De tous temps, des individus, des familles, parfois des peuples, se sont déplacés, s’arrachant de gré ou de force à leur milieu pour le meilleur et pour le pire. Les récentes générations auront cependant connu une immigration de masse et un choc des cultures d’autant plus important qu’il n’y a plus de limites aux distances que l’on peut parcourir. Que devient l’identité d’un homme lorsqu’il n’a pas de terre d’attache, lorsque, ballotté d’une terre à l’autre depuis son enfance, sa conscience et ses moeurs n’ont pu s’enraciner dans une civilisation? C’est ce qu’explore le comédien montréalais Mani Soleymanlou dans Un, un monologue tragicomique de sa création qu’il a présenté à l’Université Brock, à St. Catharines, le 25 octobre dernier.
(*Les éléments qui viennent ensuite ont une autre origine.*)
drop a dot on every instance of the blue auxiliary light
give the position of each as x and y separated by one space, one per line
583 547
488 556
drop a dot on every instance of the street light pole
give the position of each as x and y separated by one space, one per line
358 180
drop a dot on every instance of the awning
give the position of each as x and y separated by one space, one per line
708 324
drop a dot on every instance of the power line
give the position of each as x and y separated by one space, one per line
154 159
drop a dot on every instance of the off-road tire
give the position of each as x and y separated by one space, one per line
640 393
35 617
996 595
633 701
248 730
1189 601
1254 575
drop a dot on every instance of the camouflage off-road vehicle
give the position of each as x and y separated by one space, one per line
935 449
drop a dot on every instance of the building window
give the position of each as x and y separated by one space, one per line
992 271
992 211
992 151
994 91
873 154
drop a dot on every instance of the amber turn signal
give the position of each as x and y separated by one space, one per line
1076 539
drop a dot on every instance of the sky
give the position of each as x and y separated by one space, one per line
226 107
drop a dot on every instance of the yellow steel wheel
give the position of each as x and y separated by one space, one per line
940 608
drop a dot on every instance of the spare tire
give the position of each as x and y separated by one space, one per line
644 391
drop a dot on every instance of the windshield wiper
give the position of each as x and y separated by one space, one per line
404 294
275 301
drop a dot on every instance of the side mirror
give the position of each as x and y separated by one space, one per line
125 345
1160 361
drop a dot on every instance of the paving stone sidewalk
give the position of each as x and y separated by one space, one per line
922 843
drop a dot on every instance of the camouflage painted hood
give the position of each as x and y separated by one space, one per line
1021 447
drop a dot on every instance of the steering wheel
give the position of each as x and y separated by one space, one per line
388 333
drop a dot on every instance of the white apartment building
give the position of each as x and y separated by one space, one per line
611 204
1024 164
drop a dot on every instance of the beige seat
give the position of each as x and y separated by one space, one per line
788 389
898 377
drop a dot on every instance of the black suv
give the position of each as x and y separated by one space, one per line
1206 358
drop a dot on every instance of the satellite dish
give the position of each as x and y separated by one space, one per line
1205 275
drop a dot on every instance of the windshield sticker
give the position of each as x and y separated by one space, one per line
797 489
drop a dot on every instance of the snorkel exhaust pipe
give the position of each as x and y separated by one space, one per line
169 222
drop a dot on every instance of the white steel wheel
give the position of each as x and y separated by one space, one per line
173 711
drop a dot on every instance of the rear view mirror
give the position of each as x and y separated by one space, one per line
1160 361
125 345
Évidemment, dire de M. Soleymanlou qu’il est « Montréalais », c’est synthétiser un parcours diamétralement plus compliqué. Né en Iran, il a immigré en France avec ses parents puis s’est ensuite établi au Canada, d’abord à Toronto, après à Ottawa et finalement à Montréal.

Iranien mais pas tout à fait, occidental mais pas complètement, libéral intrigué par son pays d’origine marqué au sceau du conservatisme, Mani Soleymanlou s’interroge dans Un sur son identité culturelle et sur le sens à donner à l’appartenance à une nation. Ce n’est pas avec harmonie que tant d’expériences contradictoires se conjuguent dans une seule personne au tempérament inquiet, comme Mani Soleymanlou le laisse entrevoir.
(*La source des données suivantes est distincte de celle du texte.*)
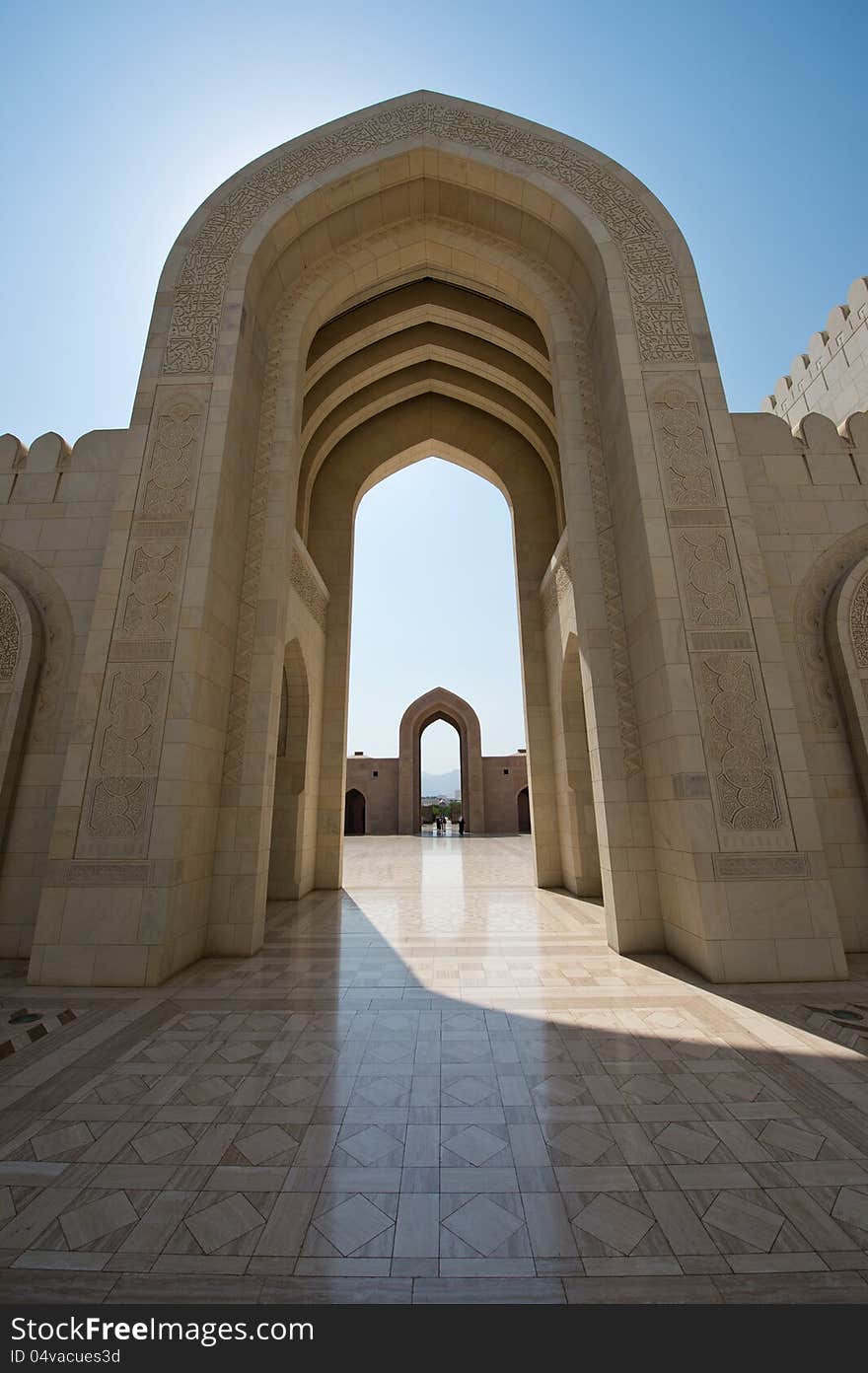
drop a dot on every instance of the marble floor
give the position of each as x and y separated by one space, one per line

Son interprétation joue autant sur la tragédie que sur la comédie, le tout mâtiné de surréalisme. Il nous fait découvrir, par la même occasion, la culture et l’histoire contemporaine de l’Iran, ses drames politiques et les ambitions secrètes de sa jeunesse. Après le spectacle, M. Soleymanlou est revenu sur scène avec Karen Fricker, professeur au département d’arts dramatiques de l’Université Brock, pour échanger avec les spectateurs. Le décor minimaliste était on ne peut mieux choisi. Comme le comédien l’expliquera aux spectateurs après la pièce, il avait réfléchi à certaines options pour illustrer, symboliquement, la nature de ses propos. Insatisfait, trouvant bancales les idées qui lui venaient en tête, il se résolut à composer avec de simples chaises, disposées comme dans le parterre d’un théâtre. Grâce aux effets son et lumière et au jeu du comédien, les chaises deviennent tour à tour avion, interlocuteurs, foule… L’absence de véritables accessoires permet de focaliser sur le discours.

Depuis sa création l’année dernière, Un a été présenté une quarantaine de fois au pays. En cette époque de mondialisation, le thème trouve visiblement un écho dans le public.

Photo : Mani Soleymanlou et Karen Fricker discutent avec les spectateurs.